General information
- Location: New Zealand
- Coordinates: 40°47′01″S 175°08′11″E﻿ / ﻿40.783644°S 175.136327°E
- Elevation: 30 m (98 ft)
- Line: North Island Main Trunk
- Distance: Wellington 67.6 km (42.0 mi)

History
- Opened: by 1887
- Closed: 3 February 1900

Services
| Preceding station |  | Historical railways |  | Following station |
| Ōtaki Line open, station open 2.68 km (1.67 mi) |  | North Island Main Trunk KiwiRail |  | Te Horo Line open, station closed 2.83 km (1.76 mi) |

Location

= Hautere railway station =

Defunct railway station in New Zealand

Hautere railway station was a flag station on the North Island Main Trunk in New Zealand.

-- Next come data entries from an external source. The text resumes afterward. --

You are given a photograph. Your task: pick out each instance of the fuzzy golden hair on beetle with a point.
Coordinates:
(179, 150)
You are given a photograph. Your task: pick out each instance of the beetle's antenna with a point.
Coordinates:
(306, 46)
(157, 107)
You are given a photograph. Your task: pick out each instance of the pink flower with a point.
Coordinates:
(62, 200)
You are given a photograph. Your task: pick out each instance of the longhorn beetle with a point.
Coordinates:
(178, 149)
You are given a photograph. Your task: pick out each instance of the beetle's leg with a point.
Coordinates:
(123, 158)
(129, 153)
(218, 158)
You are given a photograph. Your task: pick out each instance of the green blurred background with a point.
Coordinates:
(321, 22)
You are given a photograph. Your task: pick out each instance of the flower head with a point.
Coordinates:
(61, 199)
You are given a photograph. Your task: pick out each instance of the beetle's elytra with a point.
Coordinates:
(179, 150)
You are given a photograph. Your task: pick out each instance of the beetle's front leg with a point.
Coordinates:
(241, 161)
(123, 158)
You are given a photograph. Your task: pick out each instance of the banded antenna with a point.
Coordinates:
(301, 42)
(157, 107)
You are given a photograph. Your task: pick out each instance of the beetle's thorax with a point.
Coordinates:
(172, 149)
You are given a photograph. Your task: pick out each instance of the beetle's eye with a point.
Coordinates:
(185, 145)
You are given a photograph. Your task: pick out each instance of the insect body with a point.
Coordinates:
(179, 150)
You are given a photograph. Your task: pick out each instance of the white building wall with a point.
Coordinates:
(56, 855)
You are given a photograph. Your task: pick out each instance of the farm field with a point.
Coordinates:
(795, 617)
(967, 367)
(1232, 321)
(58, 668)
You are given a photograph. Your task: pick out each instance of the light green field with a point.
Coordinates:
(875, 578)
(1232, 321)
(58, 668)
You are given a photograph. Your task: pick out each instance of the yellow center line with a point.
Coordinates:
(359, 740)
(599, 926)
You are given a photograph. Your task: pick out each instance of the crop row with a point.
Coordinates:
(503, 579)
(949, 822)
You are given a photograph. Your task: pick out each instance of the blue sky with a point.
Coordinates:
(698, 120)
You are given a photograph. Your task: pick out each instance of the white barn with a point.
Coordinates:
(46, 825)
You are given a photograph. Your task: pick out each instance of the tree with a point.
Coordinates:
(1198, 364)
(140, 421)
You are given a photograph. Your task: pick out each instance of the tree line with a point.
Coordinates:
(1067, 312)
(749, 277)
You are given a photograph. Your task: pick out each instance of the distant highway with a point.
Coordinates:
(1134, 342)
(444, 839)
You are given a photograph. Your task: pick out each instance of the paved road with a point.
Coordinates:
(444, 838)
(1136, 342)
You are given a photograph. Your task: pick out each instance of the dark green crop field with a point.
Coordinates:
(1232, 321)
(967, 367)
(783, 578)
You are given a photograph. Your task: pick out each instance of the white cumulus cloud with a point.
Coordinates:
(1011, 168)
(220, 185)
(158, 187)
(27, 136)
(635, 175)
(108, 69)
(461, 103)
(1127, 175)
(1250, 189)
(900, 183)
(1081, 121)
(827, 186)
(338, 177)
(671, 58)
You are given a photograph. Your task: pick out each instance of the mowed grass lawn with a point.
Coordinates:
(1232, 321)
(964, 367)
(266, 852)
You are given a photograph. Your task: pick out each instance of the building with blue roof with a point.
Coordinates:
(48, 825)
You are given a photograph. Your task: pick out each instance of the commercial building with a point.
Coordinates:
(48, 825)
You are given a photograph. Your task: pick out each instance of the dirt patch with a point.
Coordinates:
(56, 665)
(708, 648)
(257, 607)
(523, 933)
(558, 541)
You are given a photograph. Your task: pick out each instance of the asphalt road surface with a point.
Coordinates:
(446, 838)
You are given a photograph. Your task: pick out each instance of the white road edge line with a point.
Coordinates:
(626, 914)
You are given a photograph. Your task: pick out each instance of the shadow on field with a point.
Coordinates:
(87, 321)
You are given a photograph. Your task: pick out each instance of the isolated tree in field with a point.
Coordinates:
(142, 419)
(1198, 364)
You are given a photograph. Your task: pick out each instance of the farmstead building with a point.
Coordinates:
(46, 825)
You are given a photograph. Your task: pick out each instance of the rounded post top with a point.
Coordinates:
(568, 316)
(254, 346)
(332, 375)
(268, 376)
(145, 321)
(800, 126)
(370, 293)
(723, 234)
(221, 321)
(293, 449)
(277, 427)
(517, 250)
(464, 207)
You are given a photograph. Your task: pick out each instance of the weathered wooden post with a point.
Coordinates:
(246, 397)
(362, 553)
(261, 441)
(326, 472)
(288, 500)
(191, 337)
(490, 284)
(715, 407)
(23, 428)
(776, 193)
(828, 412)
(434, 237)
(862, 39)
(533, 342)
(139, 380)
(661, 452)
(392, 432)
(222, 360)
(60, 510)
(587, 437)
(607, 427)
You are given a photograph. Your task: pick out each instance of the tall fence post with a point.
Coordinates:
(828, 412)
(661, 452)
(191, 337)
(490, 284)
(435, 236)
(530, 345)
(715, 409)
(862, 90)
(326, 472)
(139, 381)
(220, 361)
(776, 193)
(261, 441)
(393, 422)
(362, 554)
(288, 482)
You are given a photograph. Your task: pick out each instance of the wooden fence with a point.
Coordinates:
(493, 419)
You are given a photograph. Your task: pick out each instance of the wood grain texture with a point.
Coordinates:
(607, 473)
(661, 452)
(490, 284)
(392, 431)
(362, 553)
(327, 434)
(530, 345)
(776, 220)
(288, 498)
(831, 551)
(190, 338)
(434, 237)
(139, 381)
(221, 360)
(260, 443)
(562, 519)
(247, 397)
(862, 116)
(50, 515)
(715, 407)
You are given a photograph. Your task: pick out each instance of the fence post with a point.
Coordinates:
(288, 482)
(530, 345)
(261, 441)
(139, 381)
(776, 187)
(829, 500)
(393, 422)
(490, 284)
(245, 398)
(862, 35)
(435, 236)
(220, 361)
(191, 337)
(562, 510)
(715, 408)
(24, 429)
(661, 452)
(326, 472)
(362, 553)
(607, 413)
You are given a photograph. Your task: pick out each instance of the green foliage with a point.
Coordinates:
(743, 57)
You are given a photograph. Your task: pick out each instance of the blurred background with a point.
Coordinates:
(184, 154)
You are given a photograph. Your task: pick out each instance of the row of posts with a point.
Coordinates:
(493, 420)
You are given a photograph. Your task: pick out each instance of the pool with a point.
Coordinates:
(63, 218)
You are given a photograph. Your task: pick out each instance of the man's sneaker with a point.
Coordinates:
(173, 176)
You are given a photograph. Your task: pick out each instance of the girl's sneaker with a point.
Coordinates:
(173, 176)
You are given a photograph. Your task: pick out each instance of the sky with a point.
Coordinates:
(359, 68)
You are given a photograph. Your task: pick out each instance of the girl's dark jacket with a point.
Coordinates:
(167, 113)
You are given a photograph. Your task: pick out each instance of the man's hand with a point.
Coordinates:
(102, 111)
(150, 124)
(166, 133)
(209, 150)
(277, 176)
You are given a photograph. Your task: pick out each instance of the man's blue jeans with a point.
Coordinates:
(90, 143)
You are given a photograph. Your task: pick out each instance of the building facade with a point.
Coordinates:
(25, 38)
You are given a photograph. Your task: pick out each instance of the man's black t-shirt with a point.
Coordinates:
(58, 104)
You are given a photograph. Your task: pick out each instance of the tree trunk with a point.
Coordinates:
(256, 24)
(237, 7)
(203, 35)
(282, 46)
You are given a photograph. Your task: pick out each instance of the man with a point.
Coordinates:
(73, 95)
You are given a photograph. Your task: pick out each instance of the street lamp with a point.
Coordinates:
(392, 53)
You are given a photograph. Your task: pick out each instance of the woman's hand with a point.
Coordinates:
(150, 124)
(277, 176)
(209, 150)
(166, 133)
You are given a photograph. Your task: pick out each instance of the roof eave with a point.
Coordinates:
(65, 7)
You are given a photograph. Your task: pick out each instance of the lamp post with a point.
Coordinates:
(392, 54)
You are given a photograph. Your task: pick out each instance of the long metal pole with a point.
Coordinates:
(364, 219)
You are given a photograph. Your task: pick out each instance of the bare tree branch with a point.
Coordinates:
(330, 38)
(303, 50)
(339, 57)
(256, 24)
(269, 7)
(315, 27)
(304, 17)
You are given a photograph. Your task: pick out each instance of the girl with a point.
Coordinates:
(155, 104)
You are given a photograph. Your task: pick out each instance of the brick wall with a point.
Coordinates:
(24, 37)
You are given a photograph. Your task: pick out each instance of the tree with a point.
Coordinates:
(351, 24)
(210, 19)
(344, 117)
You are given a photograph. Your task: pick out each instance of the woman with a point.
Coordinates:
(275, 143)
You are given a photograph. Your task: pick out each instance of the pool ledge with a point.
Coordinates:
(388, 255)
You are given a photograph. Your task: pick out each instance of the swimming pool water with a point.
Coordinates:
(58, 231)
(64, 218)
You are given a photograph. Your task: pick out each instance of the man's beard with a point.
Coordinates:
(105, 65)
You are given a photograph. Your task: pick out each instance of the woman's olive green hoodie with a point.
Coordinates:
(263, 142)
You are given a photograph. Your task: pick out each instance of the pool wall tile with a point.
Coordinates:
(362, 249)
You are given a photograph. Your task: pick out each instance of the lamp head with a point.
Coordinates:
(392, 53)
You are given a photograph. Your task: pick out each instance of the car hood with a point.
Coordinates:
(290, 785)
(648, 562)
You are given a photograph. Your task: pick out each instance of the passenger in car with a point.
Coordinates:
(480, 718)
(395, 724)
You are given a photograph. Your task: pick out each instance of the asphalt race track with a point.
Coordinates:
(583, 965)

The Wellington-Manawatu Line was opened by the Wellington and Manawatu Railway Company (WMR) when the first through train from Wellington to Palmerston North ran on 30 November 1886. Hautere was part of the Waikanae to Ōtaki contract, let to Messrs Wilkie and Wilson. The station wasn't in the February 1887 timetable, but had opened by December 1887, when WMR was selling nearby land and was in an 1888 timetable. By 1895 it was only a siding for goods traffic, with a sawmill. On 3 February 1900 it was reported as closed.

Only a single track now passes through the station site.